In the world of optics, the mirror formula is a fundamental relationship that describes the geometry of image formation by spherical mirrors. For a convex mirror, this formula is expressed as \( \frac{1}{f} = \frac{1}{v} + \frac{1}{u} \). Here, \( f \) represents the focal length, \( v \) the image distance, and \( u \) the object distance.

In the context of convex mirrors, a critical point to remember is that both the focal length \( f \) and image distance \( v \) are positive, as they form a virtual image on the same side as the incident light. However, the object distance \( u \) is negative because the object is positioned in the direction opposite to the incident light. This understanding of sign conventions is essential for correctly applying the mirror formula, particularly when calculating where an image will appear relative to the mirror.

The image distance \( v \) in optics refers to the distance from the mirror to the image that is formed. In a convex mirror, this image is virtual, meaning it cannot be projected onto a screen but is seen as though it is located behind the mirror.

To determine the image distance using the mirror formula, you need the focal length \( f \) and the object distance \( u \). As seen in the original exercise, we start with the equation \( \frac{1}{f} = \frac{1}{v} + \frac{1}{u} \). By substituting the known values for \( f \) and \( u \) into this formula, we can solve for \( v \).

• Example: With \( f = 0.2 \text{ m} \) and \( u = -2.8 \text{ m} \), substituting these gives \( \frac{1}{0.2} = \frac{1}{v} + \frac{1}{-2.8} \).
• Solving for \( \frac{1}{v} \) enables us to find \( v = \frac{2.8}{13} \text{ m} \).

Understanding how to calculate image distance is pivotal for predicting how the object's image will be viewed, whether it will be magnified, reduced, or the same size.

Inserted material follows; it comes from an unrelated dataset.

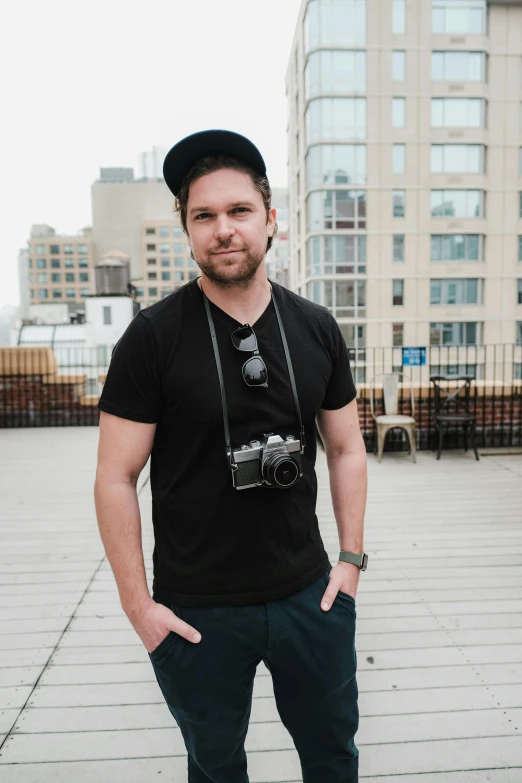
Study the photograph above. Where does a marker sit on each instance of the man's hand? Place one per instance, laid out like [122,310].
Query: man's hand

The concept of relative speed is used to determine how quickly two objects are moving in relation to each other. In the context of the exercise, it refers to the speed at which the second car appears to overtake the first car.

When observing the second car from the first car's side-view mirror, relative speed helps us to calculate the speed at which the image of the second car moves within the convex mirror. The object distance \( u \) is changing due to the car's movement, and this change plays a crucial role in determining the image's speed.

• Example: If the second car moves towards the first car at \( 15 \text{ m/s} \), the relative speed helps in finding the rate of change of the image distance \( \frac{dv}{dt} \).
• This concept is key when calculating \( \frac{dv}{dt} \), as seen in the exercise, enabling us to find how the image position shifts over time.

Understanding relative speed is essential for seeing how dynamic situations affect what you observe in the mirror.

Differentiation in optics is a mathematical tool used to find how quickly something changes with respect to another variable—in this case, time. When an object is moving, its distance from the mirror changes, affecting the image distance. Differentiation helps in determining the speed at which this change occurs.

In the exercise, we differentiate the mirror formula \( \frac{1}{f} = \frac{1}{v} + \frac{1}{u} \) with respect to time \( t \) to find the rate at which the image distance \( v \) changes, \( \frac{dv}{dt} \). Consider the steps:

• First, acknowledge that \( \frac{du}{dt} \) is given by the car's speed, which is \( 15 \text{ m/s} \).
• Use differentiation to set up the equation: \( 0 = \frac{-1}{v^2} \frac{dv}{dt} + \frac{-1}{u^2} \frac{du}{dt} \).
• Substitute values and solve for \( \frac{dv}{dt} \), achieving a result in terms of \( \text{m/s} \).

This process of differentiation helps us understand the dynamic relationship between moving objects and their virtual images.